Natural Language Generation: Negotiating Text Production in our Digital Humanity

Natural language generation (NLG) – the process wherein computers translate data into readable human languages – has become increasingly present in our modern digital climate. In the last decade, numerous companies specialising in the mass-production of computer-generated news articles have emerged; National Novel Generation Month (NaNoGenMo) has become a popular annual event; #botALLY is used to identify those in support of automated agents producing tweets. Yet NLG has not been subject to any systematic study within the humanities.

This paper offers a glimpse into the social and literary implications of computer-generated texts and NLG. More particularly, this paper examines how NLG output challenges traditional understandings of authorship and what it means to be a reader. Any act of reading engages interpretive faculties; modern readers tend to assume that a text is an effort to communicate a particular pre-determined message. With this assumption, readers assign authorial intention, and hence develop a perceived contract between the author and the reader. NLG, however, brings this contract into question. The author of a computer-generated text is often an obscured figure, an uncertain entanglement of human and computer. How does this obscuration of authorship change how text is received? What does this obscuration say about our new digital humanity?

This paper will present the results of a series of studies conducted by the researcher to discern how readers attribute authorship to computer-generated texts.
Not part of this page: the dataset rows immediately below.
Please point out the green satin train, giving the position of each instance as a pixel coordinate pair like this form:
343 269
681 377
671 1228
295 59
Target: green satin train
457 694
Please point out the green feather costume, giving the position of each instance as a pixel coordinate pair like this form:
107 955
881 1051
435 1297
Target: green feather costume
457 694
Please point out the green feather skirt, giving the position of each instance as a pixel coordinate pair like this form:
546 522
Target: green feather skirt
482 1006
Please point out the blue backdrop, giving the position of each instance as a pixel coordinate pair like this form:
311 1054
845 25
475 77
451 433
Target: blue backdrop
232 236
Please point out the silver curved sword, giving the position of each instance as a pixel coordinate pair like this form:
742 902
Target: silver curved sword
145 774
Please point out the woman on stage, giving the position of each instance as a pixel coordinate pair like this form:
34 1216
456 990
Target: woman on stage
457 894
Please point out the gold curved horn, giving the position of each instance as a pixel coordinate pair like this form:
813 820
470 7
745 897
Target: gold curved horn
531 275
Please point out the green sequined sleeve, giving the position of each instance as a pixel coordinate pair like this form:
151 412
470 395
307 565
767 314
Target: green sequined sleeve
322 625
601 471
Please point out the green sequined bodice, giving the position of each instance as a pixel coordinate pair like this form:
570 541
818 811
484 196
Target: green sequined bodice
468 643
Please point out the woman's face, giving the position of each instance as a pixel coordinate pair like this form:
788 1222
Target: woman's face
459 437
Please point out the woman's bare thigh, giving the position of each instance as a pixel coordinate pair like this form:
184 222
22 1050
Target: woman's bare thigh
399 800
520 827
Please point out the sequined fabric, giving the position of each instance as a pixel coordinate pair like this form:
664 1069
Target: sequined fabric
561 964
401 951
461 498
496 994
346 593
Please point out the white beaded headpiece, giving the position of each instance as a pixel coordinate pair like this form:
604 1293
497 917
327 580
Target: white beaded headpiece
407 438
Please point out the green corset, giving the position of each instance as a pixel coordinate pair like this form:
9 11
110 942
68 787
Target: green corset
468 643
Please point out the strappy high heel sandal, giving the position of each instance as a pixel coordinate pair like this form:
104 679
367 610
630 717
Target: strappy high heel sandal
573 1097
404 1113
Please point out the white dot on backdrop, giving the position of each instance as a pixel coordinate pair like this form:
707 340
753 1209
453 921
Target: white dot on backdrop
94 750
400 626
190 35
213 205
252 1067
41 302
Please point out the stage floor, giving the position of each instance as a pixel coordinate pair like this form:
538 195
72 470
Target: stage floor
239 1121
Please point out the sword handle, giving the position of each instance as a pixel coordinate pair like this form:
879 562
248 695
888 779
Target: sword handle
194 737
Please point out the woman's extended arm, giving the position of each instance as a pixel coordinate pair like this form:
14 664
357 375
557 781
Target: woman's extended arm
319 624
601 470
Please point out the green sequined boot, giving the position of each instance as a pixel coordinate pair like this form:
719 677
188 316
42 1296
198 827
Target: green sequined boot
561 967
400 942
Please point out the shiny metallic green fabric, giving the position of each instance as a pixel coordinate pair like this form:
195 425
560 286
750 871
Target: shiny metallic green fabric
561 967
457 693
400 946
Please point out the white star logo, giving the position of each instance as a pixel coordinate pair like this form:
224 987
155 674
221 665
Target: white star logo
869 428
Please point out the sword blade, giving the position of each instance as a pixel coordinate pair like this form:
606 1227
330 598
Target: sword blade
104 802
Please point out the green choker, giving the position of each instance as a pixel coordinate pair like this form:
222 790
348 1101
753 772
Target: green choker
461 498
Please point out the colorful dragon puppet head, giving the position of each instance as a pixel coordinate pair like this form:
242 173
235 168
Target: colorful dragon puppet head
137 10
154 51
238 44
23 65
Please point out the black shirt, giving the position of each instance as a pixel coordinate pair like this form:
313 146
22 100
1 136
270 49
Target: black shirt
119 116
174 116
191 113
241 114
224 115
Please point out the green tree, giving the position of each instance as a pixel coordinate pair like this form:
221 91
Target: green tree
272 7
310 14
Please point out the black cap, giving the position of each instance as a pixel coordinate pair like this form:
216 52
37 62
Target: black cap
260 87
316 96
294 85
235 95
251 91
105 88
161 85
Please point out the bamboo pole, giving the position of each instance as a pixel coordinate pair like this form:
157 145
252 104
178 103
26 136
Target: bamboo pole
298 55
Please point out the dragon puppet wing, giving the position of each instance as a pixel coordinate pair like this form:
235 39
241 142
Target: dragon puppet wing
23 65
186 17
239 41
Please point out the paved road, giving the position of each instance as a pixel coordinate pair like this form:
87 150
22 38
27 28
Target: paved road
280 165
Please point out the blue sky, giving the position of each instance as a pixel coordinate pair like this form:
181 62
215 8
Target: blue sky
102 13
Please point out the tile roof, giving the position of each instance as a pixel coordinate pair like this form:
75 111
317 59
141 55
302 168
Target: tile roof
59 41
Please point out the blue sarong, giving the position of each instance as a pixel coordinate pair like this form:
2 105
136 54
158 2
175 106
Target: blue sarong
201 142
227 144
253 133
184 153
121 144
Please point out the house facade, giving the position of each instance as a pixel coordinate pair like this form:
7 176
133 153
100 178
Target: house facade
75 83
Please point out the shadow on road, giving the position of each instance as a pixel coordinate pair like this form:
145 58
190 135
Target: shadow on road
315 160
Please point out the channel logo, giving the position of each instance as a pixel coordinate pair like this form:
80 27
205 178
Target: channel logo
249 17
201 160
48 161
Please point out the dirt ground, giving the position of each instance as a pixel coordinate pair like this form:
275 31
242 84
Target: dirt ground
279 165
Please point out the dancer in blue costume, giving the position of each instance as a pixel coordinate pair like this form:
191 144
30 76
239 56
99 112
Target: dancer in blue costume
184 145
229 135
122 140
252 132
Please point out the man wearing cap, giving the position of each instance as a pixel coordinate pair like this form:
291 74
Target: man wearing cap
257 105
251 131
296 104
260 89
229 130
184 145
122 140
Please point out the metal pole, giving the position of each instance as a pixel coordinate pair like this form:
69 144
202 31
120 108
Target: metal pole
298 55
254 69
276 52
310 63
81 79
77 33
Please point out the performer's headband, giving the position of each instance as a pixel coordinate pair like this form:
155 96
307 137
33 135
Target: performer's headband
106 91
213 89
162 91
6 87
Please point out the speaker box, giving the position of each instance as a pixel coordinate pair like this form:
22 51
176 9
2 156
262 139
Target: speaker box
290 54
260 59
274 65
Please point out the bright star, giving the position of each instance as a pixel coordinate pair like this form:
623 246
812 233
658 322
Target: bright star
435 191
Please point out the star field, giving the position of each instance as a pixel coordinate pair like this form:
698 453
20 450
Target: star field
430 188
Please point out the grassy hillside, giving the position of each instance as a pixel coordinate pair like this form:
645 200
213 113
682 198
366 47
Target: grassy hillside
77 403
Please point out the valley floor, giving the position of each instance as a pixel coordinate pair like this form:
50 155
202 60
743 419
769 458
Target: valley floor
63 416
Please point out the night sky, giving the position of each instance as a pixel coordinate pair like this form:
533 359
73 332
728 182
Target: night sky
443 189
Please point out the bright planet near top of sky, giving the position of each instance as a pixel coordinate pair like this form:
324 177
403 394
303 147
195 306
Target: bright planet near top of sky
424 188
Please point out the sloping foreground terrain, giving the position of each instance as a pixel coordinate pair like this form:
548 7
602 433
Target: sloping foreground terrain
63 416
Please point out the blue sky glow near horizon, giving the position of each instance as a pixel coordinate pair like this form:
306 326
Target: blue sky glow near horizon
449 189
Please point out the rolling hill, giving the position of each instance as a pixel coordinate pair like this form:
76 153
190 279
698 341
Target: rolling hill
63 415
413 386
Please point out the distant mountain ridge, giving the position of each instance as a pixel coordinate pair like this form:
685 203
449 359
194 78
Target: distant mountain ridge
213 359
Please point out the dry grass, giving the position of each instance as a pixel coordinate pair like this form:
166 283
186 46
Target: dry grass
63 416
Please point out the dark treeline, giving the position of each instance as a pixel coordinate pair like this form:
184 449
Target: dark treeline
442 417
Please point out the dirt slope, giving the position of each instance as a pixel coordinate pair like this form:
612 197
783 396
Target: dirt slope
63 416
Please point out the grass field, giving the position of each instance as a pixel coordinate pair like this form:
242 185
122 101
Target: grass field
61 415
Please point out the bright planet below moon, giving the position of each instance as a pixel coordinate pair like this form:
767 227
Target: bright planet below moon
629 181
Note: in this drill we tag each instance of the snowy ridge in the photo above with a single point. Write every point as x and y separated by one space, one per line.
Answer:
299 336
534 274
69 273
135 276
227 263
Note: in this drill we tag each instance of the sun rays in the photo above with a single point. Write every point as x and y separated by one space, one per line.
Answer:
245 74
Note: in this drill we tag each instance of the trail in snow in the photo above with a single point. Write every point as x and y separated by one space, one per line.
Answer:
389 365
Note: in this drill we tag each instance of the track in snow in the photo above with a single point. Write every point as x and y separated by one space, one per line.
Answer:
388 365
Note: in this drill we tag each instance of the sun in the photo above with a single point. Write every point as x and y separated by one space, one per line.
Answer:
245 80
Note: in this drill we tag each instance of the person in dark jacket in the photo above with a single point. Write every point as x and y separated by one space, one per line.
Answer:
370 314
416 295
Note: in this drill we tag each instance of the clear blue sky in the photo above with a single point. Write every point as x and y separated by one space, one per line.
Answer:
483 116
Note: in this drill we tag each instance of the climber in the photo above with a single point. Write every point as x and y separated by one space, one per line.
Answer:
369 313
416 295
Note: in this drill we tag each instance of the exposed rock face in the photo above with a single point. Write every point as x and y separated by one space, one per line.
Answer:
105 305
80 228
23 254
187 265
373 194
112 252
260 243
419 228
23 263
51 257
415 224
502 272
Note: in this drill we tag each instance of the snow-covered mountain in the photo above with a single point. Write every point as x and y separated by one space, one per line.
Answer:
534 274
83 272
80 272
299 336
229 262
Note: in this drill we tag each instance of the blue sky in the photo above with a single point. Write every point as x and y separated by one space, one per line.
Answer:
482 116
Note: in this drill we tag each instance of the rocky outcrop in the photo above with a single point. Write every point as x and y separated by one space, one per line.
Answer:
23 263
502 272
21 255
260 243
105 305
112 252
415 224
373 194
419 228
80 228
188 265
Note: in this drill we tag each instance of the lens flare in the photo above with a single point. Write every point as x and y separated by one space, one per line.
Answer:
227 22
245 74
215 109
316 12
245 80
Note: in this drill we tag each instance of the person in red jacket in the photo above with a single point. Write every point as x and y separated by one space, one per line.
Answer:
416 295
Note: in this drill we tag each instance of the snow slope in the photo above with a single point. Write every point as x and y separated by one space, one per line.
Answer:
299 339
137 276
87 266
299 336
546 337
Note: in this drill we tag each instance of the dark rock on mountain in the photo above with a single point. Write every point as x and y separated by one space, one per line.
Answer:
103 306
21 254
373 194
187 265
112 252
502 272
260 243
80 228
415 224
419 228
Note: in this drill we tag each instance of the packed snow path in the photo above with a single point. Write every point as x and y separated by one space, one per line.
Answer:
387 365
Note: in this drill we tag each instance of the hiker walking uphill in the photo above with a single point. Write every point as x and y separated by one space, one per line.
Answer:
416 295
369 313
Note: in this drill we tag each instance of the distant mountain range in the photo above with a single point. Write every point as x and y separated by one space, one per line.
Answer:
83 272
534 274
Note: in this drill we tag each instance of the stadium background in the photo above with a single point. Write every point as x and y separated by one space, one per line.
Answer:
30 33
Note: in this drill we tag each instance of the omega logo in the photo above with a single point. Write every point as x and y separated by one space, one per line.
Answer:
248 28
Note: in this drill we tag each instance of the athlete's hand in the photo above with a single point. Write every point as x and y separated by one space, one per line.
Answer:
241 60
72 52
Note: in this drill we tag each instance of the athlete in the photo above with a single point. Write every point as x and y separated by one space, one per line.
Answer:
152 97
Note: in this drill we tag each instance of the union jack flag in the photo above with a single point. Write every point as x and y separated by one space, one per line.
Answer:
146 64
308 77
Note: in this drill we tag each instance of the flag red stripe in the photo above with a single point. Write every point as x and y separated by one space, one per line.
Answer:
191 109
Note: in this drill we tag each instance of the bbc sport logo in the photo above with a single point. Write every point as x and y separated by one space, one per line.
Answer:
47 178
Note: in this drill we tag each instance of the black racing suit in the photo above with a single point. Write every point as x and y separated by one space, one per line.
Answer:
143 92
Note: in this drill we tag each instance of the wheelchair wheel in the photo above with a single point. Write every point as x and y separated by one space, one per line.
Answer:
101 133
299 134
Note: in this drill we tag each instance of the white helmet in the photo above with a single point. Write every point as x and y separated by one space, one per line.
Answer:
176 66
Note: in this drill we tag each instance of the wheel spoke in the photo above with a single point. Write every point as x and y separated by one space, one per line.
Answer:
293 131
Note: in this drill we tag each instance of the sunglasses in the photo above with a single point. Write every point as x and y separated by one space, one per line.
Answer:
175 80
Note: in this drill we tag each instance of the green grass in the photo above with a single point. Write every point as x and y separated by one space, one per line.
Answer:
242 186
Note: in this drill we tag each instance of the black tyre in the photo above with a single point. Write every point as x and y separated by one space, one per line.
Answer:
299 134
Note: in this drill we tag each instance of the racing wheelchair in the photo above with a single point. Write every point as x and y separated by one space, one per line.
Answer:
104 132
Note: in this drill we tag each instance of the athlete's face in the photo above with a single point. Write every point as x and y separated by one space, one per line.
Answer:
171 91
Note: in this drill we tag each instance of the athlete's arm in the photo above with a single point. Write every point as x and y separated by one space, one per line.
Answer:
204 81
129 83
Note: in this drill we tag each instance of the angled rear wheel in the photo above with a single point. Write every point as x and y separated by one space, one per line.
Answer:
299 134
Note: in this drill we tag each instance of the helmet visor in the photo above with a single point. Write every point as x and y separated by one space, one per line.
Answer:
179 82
These results suggest that many everyday readers regard NLG as more than just tools for manifesting human vision. Indeed, systems are attributed agency in and of themselves. Consideration of such implications of NLG is vital as we venture deeper into the digital age. Computer-generated texts may not just challenge traditional understandings of authorship: they may engender new understandings of authorship altogether as readers explore the conceptual gap between human and computer language production.